Le norme sono quelle della direttiva MiFID che si applicano in tutta Europa ai soggetti che offrono servizi di investimento. Siamo favorevoli al livellamento del campo di gioco tra i diversi operatori in concorrenza. Piuttosto, il rallentamento, soprattutto nel fornire la trasparenza dei costi ed oneri, la vediamo da parte di altri. Non abbiamo invece evidenze di un rallentamento delle attività delle nostre associate. Anzi, notiamo uno sviluppo positivo, testimoniato da un crescente interesse da parte dei clienti verso la consulenza indipendente. L’impatto maggiore invece è costituito dai maggiori costi che le società devono affrontare per l’iscrizione all’albo, il contributo di vigilanza all’OCF e gli investimenti in software per far fronte agli obblighi normativi e regolamentari. Si tratta in parte di un aumento di costi ricorrenti, in parte di spese di carattere temporaneo o una tantum. Dopo una prima fase di assestamento, crediamo che la situazione si stabilizzerà e gli adempimenti normativi verranno gestiti senza particolari difficoltà.

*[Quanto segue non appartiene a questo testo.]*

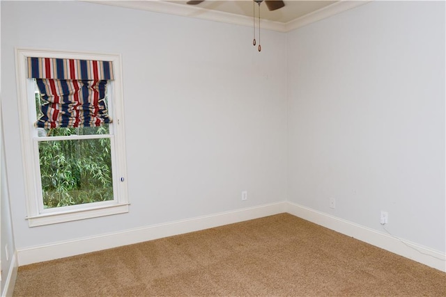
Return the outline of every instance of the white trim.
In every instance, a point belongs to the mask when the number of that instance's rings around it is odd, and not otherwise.
[[[203,8],[199,6],[186,6],[162,1],[102,1],[102,0],[79,0],[82,2],[105,4],[112,6],[124,7],[139,10],[152,11],[154,13],[167,13],[182,17],[194,17],[208,21],[220,22],[236,25],[252,26],[252,17],[245,15],[224,13]],[[278,32],[289,32],[314,22],[319,21],[332,15],[341,13],[372,0],[348,1],[341,0],[328,6],[318,9],[288,23],[261,19],[262,29],[272,30]]]
[[[33,123],[36,120],[33,102],[29,97],[34,95],[33,88],[29,88],[26,76],[26,58],[49,57],[75,58],[81,60],[108,61],[113,63],[114,81],[110,83],[109,95],[111,115],[115,124],[110,126],[110,133],[107,136],[73,136],[66,138],[89,139],[91,138],[107,138],[112,145],[111,154],[113,172],[112,202],[101,202],[95,204],[61,207],[57,209],[44,209],[41,198],[41,185],[38,166],[38,142],[66,140],[65,137],[38,138]],[[123,94],[122,88],[122,57],[120,54],[98,54],[84,51],[70,51],[46,49],[15,48],[16,79],[17,86],[20,136],[22,141],[24,178],[26,200],[26,218],[30,227],[82,220],[93,217],[109,216],[128,212],[127,190],[127,169],[125,165],[125,140],[124,128]],[[112,202],[112,203],[111,203]],[[69,211],[66,209],[69,209]],[[48,213],[52,213],[51,216]]]
[[[285,212],[286,206],[284,202],[265,204],[20,249],[17,251],[19,264],[27,265],[272,216]]]
[[[10,297],[13,296],[14,292],[14,287],[15,286],[15,280],[17,279],[17,273],[18,270],[17,253],[14,252],[11,258],[10,266],[8,271],[8,276],[5,280],[5,287],[1,292],[1,297]]]
[[[367,4],[373,0],[346,1],[342,0],[323,7],[307,15],[298,17],[284,24],[284,32],[289,32],[298,28],[326,19],[338,13]]]
[[[433,250],[429,248],[406,240],[398,239],[384,232],[381,233],[376,230],[287,202],[261,205],[156,224],[112,234],[22,248],[17,251],[18,262],[20,266],[27,265],[202,230],[284,212],[446,272],[446,255],[441,252]],[[413,248],[410,248],[409,246]]]
[[[446,272],[446,254],[440,251],[302,205],[287,204],[287,212],[293,216]]]

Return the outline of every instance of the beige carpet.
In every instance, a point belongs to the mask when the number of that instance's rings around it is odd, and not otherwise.
[[[446,296],[446,273],[287,214],[19,268],[15,296]]]

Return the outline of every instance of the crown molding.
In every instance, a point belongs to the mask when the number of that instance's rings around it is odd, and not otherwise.
[[[160,0],[144,1],[101,1],[79,0],[97,4],[109,5],[126,8],[147,10],[154,13],[166,13],[187,17],[194,17],[208,21],[219,22],[240,26],[252,26],[252,18],[244,15],[234,15],[218,10],[213,10],[198,6],[186,6]],[[288,23],[261,20],[263,29],[278,32],[289,32],[314,22],[323,19],[346,10],[366,4],[373,0],[348,1],[341,0],[313,13],[305,15]]]
[[[303,15],[284,24],[284,32],[289,32],[309,24],[326,19],[338,13],[349,10],[371,2],[373,0],[347,1],[341,0],[307,15]]]

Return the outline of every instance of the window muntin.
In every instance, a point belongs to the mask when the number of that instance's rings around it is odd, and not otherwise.
[[[120,56],[26,49],[17,49],[16,54],[29,225],[128,212]],[[40,95],[35,81],[26,78],[29,56],[112,61],[116,76],[107,83],[105,100],[114,122],[94,127],[35,127]],[[61,154],[56,154],[58,147]],[[86,158],[76,164],[76,154],[89,148],[96,153],[91,154],[91,160]],[[53,154],[49,155],[52,151]],[[94,163],[95,158],[100,161]],[[55,170],[64,165],[71,166],[70,170]],[[58,183],[58,174],[68,178],[59,178]],[[61,191],[63,187],[66,191]],[[57,196],[59,201],[54,199]]]

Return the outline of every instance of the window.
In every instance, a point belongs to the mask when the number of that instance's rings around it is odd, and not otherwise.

Un problema emerso è quello della consulenza finanziaria generica, i cui confini non sono ancora chiari: è necessario, forse, una nuova azione legislativa in merito per fare ulteriore chiarezza?
Le norme che definiscono la consulenza in materia di investimento, ossia l’attività sottoposta ad autorizzazione e a specifiche regole di condotta, sono piuttosto chiare. È peraltro evidente che vi sono sul mercato numerosi operatori che, senza alcuna autorizzazione, svolgono a favore dei propri clienti un’attività di consulenza che, pur mascherata da consulenza “generica”, invade sostanzialmente il perimetro dell’attività riservata. Tali servizi vengono pubblicizzati anche in rete e a volte rappresentano un serio pericolo per i risparmiatori che vi si affidano. Di altra natura invece sono i servizi offerti da professionisti, come commercialisti, avvocati oppure family office, che svolgono un’attività di monitoraggio degli investimenti e dei conti della propria clientela. Tali soggetti, nella misura in cui si limitano rigorosamente a tale attività e che si astengono da ogni tipo di raccomandazione di investimento, svolgono effettivamente una consulenza di tipo generico. Tuttavia il confine è molto labile. Anche dare un consiglio di investimento su richiesta del proprio cliente significa entrare nel perimetro della consulenza finanziaria riservata. E ciò rappresenta per il professionista un notevole rischio legale. Credo che si debba valutare caso per caso, stando molto attenti alle circostanze concrete nelle quali si esplica il servizio di consulenza finanziaria.